I get lower back and neck pain due to compression, I sit at my computer a lot!

I find that riding my hybrid is OK but riding my old Dawes racing bike doesn'yt give me any problems at all.

It's the set-up of your new bike that you need to get right and a good Local Bike Shop [rather than a Halfords store] will guide you through that and get you sitting on various bike arrangements to sort out what size frame [for leg reach], and what stem size/handlebar/saddle arrangement [for upper body reach] would be ideal for your specific back problem.


----------



## Gravity Aided (11 Aug 2012)

I've had a bad back for much of my life and find cycling has helped my flexibility . I also use some cycling specific stretches before and after a ride . I still find distance to be a consideration , though . I ride my Giant Cypress hybrid on trips less than 15 miles , and ride my Schwinn Passage touring bike for any greater distances . Upright riding position seems to compress the spine .


----------



## Cubist (11 Aug 2012)

Boardman hybrids are flat barred road bikes by any other name.
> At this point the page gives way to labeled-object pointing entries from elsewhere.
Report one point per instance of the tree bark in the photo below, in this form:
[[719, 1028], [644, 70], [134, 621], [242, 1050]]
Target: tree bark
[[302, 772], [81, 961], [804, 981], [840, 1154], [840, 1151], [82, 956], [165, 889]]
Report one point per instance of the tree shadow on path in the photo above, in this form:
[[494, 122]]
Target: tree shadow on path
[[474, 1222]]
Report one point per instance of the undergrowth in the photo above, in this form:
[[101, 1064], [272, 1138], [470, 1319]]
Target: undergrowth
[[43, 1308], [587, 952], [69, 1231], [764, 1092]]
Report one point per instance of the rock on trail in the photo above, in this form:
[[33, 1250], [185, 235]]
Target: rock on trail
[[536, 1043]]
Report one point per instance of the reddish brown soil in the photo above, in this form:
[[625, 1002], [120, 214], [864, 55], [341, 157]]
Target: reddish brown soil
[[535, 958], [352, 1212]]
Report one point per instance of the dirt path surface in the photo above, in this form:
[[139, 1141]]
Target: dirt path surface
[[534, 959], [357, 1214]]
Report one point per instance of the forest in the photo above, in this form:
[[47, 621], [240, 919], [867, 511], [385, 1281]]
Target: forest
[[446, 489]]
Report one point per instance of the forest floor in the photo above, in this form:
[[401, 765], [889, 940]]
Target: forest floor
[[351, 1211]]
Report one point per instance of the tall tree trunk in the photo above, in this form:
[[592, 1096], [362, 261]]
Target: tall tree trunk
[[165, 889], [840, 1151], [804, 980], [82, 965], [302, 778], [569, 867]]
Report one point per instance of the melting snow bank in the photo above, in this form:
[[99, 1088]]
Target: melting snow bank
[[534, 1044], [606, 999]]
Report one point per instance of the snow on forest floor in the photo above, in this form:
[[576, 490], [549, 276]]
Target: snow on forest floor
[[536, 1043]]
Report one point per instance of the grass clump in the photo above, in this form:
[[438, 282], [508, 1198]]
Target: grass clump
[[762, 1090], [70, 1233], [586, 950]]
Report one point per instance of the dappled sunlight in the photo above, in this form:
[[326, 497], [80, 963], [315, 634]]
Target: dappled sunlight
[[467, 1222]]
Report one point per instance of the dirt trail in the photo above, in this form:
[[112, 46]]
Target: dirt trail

Otherwise you can get an Audax style bike with a more upright geometry, or fit a riser stem to change the position of the bars.


----------



## Dangermouse (11 Aug 2012)

This is a very apt thread for me, I have always rode a bike, be it a road or mtb.
About 5 years ago myself and the missus took cycling back up as a passtime on mtbs and really enjoyed it to the point that the bikes took over from the car completely, then the wife developed a slight knee niggle and went to see the Dr who sent her for an X-ray and within 3 weeks she had, had a FKN which meant she would not be riding for at least a year.........so we thought, but after what was a botched op she has now been told her riding days are over as the op wasnt needed and she has been permanently left disabled by the op, so after getting this news we decided to call it a day and just take up our photography a bit more but after 8/9 months my back was beginning to suffer and after 10 months I had a severe sciatica bout which lasted 14 weeks, my Dr told me it was down to my core muscles relaxing and me putting on a little midrift weight (hence the new bike) so riding is actually good if you have a bad back as it keeps it tight and held in place by certain muscles the dissapear fast if you go from regular riding to nothing, I dont know how it works for everyone but I seem to have adapted to being bent over and pedalling away to keep my back fit.


----------



## Gravity Aided (11 Aug 2012)

I find cycling helps both my back and my photography . A lot to be said for cyclings' core strengthening effects , and a pace by which you can see many things you missed before as photographic subjects


----------



## rovers1875 (12 Aug 2012)

Have a look at one of these, http://www.edinburghbicycle.com/pro...-12?bct=browse/bicycles/commuter-hybrid-bikes I was looking for a hybrid with slightly more off road ablility and was looking at the spesh crosstrail. But saw the courier pursuit, it had almost identical specs to the crosstrail and at the time it was on offer so I snapped it up for £380. It is used mainly for towpath / easy trail riding and has so far proved to be extremly competant and very comfy to boot.


----------



## gbb (12 Aug 2012)

A bad back hasnt stopped me using a dropbar bike...
Muscular problems for decades which manifests itself as achy lower back for months on end, occasional stabbing pains and sore legs and feet, yet i'm reasonably comfortable bending forward for hours on my bike. In fact, after a visit to the docs recently when the discomfort was getting a bit too much to bear for so long, she was amazed i could ride at all for so long. She assumed i benefitted from a better core strength as a result of cycling (mind it doesnt feel like that to me sometimes).


----------